The official opening came after about three years of fundraising and roughly 18 months of construction. Officials said they will continue fundraising to help finance operations.

It will likely be a few weeks before the facility gets the go-ahead from the state to start admitting patients, said Sally Lundy, director of hospice and home health for the medical center.

“This day has been a long-awaited dream of mine and for many in the community,” she said.

The primary purpose of an inpatient hospice facility, she said, is to stabilize medically fragile patients so they can return to a home-based setting. Inpatient hospice stays are typically no longer than a week, Lundy said.

Olathe Medical Center officials said their building is the first inpatient hospice facility on the Kansas side of the metropolitan area. Myra Christopher, an expert on pain and palliative care at the Center for Practical Bioethics in Kansas City, Mo., noted that the opening coincided with the release of a much-anticipated national report by the Institute of Medicine.

The authors of the report, “Dying in America: Improving Quality and Honoring Individual Preferences Near the End of Life," concluded that the nation’s health care system is “increasingly burdened by factors that hamper delivery of high-quality care near the end of life,” including a fragmented care structure and payment models that incentivize use of acute-care services, such as intensive care units, “that often are costly and poorly suited to the needs, goals, and preferences of patients and their families.”

Christopher attributed some of that to a mindset among caregivers that death is tantamount to failure. That, she said, is beginning to change with the emphasis in the Affordable Care Act on continuity of care and seamless transitions among settings.

A lot of that emphasis is driven by efforts to keep a lid on health care costs, and Christopher said hospice care is unquestionably less expensive than an ICU.

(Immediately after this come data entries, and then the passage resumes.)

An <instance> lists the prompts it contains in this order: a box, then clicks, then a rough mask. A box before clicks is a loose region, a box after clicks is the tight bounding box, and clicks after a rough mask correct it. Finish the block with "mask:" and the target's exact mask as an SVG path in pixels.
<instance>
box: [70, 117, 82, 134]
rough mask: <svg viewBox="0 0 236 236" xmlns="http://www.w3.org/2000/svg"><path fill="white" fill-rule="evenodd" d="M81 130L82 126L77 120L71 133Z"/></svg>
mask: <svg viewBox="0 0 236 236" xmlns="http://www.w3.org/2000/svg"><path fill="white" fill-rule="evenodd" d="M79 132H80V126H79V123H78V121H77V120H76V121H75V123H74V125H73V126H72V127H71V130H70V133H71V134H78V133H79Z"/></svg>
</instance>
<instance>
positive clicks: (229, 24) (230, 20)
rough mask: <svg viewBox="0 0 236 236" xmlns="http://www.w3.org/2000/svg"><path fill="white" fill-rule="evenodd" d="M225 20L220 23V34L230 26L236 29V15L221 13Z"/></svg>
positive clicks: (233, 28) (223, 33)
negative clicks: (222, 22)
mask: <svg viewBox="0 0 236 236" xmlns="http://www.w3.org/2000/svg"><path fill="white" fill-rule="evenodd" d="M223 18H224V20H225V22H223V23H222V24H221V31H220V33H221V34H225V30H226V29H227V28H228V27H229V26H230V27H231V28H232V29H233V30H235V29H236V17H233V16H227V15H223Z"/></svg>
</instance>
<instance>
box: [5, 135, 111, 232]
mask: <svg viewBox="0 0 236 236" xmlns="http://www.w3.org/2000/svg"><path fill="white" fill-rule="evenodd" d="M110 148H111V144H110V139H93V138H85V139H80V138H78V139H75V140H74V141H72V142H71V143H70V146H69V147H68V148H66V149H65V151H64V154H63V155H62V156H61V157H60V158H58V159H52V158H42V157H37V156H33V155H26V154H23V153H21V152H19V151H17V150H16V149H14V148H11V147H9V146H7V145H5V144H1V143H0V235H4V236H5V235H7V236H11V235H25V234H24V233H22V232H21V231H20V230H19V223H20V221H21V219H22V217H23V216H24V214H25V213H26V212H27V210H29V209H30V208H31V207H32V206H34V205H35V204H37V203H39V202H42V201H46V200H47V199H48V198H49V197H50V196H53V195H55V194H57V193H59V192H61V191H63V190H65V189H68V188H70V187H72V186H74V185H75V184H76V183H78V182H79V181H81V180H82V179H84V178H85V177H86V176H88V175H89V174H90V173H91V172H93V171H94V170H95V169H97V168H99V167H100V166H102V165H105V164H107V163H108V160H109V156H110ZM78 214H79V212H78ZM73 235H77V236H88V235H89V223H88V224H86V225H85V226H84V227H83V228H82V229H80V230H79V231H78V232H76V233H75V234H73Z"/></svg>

She added, however, that the primary aim of hospice care is to provide the most comfortable and calming environment for terminally ill patients and their families.

Christopher said she’d heard of hospices honoring a patient’s request for a meal of lobster. She’d also heard a story about a facility in Las Vegas that paid to have a rancher’s horse transported to the hospice and tethered outside his room where he could see it.

“Could you imagine telling a hospital that is what you want them to do?” Christopher asked.